Are you bouncing/touch and go-ing the second rep?
Hello,
I've been following a program that prescribes a lot of doubles for the squat and deadlift. One thing I've been noticing with my deadlift is that my first rep is usually noticably slower than my second rep and my second rep usually has tighter and better form. This makes me wonder if my 1RM would suffer since my initial lift feels sometimes harder than the second. My main question is are there any tools or suggestions to get that first rep to move at the same speed and tightness as the second?
Thank you for your time
Dan G
Are you bouncing/touch and go-ing the second rep?
I notice this in people I'm coaching when they reset for their second rep, they tend to bend their knees a little bit further and create more of an explosive push off the ground. One thing you will notice when people do that is they tend to round at the back really bad when they do this. I've been able to correct it in guys when they set the weight down, I cue them to roll their shoulders back and then remind them to open their knee angle followed by hip angle.
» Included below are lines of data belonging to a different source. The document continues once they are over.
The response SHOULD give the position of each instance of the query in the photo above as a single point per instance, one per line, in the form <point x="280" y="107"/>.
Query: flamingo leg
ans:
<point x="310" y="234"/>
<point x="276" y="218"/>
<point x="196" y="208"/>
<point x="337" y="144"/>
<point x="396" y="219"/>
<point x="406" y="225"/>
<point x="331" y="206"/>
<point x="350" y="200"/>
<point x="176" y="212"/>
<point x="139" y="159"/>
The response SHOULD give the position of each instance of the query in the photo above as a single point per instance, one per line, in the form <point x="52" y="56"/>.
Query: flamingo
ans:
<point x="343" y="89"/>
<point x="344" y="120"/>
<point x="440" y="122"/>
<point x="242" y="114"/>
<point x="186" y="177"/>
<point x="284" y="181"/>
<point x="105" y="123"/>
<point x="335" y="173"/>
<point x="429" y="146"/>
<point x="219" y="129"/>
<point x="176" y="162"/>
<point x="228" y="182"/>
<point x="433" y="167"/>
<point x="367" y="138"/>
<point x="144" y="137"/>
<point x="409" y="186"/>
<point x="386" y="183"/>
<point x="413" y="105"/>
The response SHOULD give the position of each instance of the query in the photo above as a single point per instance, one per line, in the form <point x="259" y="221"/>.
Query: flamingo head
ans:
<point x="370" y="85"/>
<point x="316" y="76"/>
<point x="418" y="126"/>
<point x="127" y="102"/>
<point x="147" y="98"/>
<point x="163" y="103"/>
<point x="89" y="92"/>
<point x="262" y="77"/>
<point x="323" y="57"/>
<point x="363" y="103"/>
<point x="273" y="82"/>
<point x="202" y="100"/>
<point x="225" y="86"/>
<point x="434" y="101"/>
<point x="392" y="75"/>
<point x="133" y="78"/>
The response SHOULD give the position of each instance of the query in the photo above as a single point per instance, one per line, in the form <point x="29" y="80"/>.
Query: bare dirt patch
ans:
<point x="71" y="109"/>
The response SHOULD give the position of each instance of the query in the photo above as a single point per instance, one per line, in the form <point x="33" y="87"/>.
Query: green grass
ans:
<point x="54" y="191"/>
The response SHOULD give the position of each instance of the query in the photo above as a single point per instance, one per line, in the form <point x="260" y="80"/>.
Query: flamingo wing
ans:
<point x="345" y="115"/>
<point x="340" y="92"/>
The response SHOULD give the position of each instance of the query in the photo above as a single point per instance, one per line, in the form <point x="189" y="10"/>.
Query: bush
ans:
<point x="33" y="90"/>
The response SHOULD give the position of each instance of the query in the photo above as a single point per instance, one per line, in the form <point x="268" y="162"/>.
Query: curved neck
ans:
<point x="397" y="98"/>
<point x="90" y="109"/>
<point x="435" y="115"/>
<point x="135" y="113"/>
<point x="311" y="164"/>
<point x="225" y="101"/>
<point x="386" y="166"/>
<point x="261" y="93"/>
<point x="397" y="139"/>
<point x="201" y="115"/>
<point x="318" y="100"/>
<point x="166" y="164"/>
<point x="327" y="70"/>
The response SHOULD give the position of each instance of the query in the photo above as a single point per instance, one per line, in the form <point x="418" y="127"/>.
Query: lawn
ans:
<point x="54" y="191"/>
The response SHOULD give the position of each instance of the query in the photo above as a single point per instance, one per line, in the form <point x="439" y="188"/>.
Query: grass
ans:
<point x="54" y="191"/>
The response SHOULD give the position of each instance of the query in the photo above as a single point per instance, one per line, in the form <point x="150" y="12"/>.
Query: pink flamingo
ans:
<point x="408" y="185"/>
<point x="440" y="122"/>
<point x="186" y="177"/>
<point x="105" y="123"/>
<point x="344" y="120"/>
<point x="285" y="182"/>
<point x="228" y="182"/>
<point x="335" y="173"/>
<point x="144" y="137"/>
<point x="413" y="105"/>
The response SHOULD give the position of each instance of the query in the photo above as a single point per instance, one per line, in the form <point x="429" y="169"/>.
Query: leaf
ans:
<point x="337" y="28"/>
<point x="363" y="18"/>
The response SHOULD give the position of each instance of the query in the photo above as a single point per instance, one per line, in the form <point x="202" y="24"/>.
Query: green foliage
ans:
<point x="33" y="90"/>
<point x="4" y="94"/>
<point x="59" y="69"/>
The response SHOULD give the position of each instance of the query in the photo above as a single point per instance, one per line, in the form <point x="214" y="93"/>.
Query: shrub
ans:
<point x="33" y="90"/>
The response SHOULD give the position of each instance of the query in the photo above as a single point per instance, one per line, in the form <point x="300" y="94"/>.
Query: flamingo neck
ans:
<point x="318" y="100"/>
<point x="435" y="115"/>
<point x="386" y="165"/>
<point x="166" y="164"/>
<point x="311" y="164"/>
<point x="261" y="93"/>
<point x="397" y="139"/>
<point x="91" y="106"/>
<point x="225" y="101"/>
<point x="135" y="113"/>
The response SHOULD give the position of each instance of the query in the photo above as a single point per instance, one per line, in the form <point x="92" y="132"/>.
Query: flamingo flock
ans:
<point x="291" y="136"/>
Assuming you are doing individual reps:
Have someone watch you and note your hip position. You may be starting with your hips too low and correcting it on the second rep.
When I do multiple reps on deadlift, I pause at the bottom long enough to focus on setting my back, and take a deep breath, and still the second rep is easier than the first, its the stretch reflex of the eccentric that you don't get on the first rep, and the stretch reflex can last a few seconds. If you want to counteract this, then do 2 singles instead of a true double, and let go of the bar and stand up for a few breaths before the second single.
That doesn't make sense, a reflex lasting more than a second. The reflex is basically a return to equilibrium position of a spring (the muscle/connective tissue) by a restoring force (the reflex). Acceleration is the greatest immediately after the system is stretched to its maximum position and it doesn't slowly return to normal over a span of several seconds. Unless the physics of simple springs is wrong.
Anytime you perform a loaded eccentric immediately before a concentric, the concentric is stronger than if you started with the concentric, and it is not just from bouncing it. Try it with the bench press. Do a regular bench press with a 2 second pause on the chest, and then try a bottom position start off pins with the same weight. The first will be easier. You didn't bounce it off anything. I don't know how long the stretch reflex lasts but Lou Simmons wrote(in a PL USA article years ago) that it lasted longer than a legal pause in the bench press. I imagine he has read the research somewhere, or maybe he pulled it out his ass and I'm a fool for repeating it. Regardless, something about the loaded eccentric allows for a stronger concentric, even with a slight pause.